Clinton's scandals — her use of a private email server to thwart transparency laws, her deletion of tens of thousands of emails, the sale of access to her office to Clinton Foundation donors — these things are well known. Perhaps it's less well known, as the International Business Times reported, that arms sales to countries that donated to the Clinton Foundation increased by 143 percent.

More to the point, as Politico reported, the Ukrainian government tried to help Hillary Clinton and undermine Trump by disseminating documents implicating Paul Manafort in corruption. They also reportedly helped Clinton's allies research damaging information on Trump and his advisors. Is it wrong to seek foreign governments' help in digging up dirt on an opponent, or isn't it?

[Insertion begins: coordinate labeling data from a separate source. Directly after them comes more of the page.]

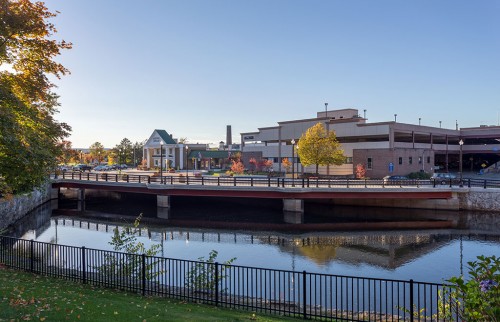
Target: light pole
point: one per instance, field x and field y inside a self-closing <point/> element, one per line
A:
<point x="461" y="142"/>
<point x="293" y="162"/>
<point x="186" y="161"/>
<point x="161" y="161"/>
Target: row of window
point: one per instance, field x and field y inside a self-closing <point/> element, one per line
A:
<point x="369" y="161"/>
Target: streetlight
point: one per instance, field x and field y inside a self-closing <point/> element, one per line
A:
<point x="461" y="142"/>
<point x="186" y="161"/>
<point x="293" y="162"/>
<point x="161" y="161"/>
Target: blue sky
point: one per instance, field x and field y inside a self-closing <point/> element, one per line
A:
<point x="193" y="67"/>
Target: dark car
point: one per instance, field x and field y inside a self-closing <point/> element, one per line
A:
<point x="82" y="168"/>
<point x="398" y="180"/>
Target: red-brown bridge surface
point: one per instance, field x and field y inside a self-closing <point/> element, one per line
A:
<point x="261" y="191"/>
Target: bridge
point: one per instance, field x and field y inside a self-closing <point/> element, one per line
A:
<point x="424" y="194"/>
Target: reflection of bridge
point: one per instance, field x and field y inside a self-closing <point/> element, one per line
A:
<point x="387" y="249"/>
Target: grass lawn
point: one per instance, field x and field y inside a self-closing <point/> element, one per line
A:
<point x="30" y="297"/>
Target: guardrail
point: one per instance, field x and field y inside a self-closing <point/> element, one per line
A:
<point x="299" y="294"/>
<point x="278" y="181"/>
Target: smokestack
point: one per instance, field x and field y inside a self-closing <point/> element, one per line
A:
<point x="229" y="140"/>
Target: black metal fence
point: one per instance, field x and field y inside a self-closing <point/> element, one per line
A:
<point x="298" y="294"/>
<point x="279" y="182"/>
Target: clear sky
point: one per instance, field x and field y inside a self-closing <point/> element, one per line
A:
<point x="191" y="67"/>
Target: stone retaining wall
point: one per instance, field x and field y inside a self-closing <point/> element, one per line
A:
<point x="17" y="207"/>
<point x="480" y="199"/>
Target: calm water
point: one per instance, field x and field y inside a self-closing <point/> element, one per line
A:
<point x="425" y="255"/>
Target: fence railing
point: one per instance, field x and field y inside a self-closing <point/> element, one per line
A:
<point x="278" y="181"/>
<point x="298" y="294"/>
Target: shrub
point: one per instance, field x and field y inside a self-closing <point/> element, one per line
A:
<point x="477" y="299"/>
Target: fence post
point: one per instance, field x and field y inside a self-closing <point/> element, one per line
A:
<point x="216" y="283"/>
<point x="32" y="254"/>
<point x="304" y="295"/>
<point x="143" y="274"/>
<point x="84" y="265"/>
<point x="411" y="300"/>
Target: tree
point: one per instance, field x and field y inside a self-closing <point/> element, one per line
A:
<point x="319" y="147"/>
<point x="97" y="151"/>
<point x="124" y="151"/>
<point x="286" y="164"/>
<point x="29" y="134"/>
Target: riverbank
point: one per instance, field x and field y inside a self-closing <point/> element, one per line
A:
<point x="15" y="208"/>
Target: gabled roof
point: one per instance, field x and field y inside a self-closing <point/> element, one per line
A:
<point x="165" y="137"/>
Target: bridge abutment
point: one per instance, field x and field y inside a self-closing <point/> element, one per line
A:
<point x="293" y="211"/>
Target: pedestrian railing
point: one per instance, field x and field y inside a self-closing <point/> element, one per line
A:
<point x="298" y="294"/>
<point x="278" y="181"/>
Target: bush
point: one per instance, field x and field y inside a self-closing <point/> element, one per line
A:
<point x="478" y="299"/>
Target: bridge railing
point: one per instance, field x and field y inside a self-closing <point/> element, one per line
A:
<point x="277" y="181"/>
<point x="291" y="293"/>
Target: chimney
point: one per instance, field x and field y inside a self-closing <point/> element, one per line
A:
<point x="229" y="140"/>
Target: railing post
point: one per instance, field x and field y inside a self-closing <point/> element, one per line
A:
<point x="32" y="254"/>
<point x="143" y="274"/>
<point x="304" y="295"/>
<point x="84" y="270"/>
<point x="216" y="283"/>
<point x="411" y="300"/>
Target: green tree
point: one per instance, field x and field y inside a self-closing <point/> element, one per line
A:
<point x="319" y="147"/>
<point x="97" y="151"/>
<point x="29" y="134"/>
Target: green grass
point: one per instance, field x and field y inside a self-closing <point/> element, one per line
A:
<point x="29" y="297"/>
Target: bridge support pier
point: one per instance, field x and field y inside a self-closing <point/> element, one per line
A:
<point x="163" y="201"/>
<point x="293" y="211"/>
<point x="80" y="194"/>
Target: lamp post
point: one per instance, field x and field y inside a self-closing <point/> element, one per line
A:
<point x="461" y="142"/>
<point x="293" y="162"/>
<point x="187" y="167"/>
<point x="161" y="161"/>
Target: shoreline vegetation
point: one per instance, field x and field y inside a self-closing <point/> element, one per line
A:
<point x="28" y="296"/>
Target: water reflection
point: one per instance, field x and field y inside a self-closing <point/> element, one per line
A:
<point x="427" y="255"/>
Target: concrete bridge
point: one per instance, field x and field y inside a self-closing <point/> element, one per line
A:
<point x="292" y="193"/>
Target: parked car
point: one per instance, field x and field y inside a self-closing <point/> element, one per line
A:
<point x="82" y="167"/>
<point x="395" y="179"/>
<point x="444" y="178"/>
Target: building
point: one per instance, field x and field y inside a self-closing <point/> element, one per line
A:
<point x="384" y="148"/>
<point x="185" y="156"/>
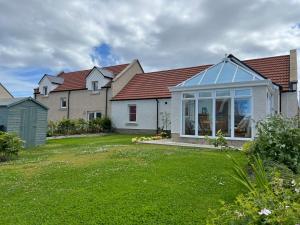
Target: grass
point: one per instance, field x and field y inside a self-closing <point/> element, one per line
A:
<point x="108" y="180"/>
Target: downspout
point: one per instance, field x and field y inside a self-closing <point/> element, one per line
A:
<point x="106" y="102"/>
<point x="68" y="108"/>
<point x="280" y="105"/>
<point x="157" y="128"/>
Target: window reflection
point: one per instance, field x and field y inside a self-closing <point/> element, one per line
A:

The Obama administration likewise has no high horse to sit on. Former Attorney General Loretta Lynch is facing bipartisan inquiries about allegations she interfered in the Hillary Clinton email probe. President Barack Obama's IRS targeted conservative groups that had words like "tea" and "patriot" in their names, possibly in order to interfere in grassroots election organizing. We were also lied to about things like the Iran deal, and the payment of $1.7 billion in cash to that nation's terrorism-sponsoring regime.

Susan Rice, a former Obama national security adviser, will face congressional inquiry over the monitoring and unmasking of Trump team members in foreign survellance. And, of course, a congressional investigation found that Obama's State Department paid hundreds of thousands of dollars in taxpayer grants to an Israeli group that used the money to try and oust Prime Minister Benjamin Netanyahu.

The media are also full of it. The New York Times executive editor said during a visit to Harvard last September that he would risk jail time to publish President Trump's tax returns.

To be clear, none of this is okay. This isn't an effort to justify Donald Jr.'s decisions. But politics is a dirty industry. Many of the people criticizing him have spent plenty of time playing in the mud. They could at least wipe themselves off before handing down hypocritical moral judgments on others.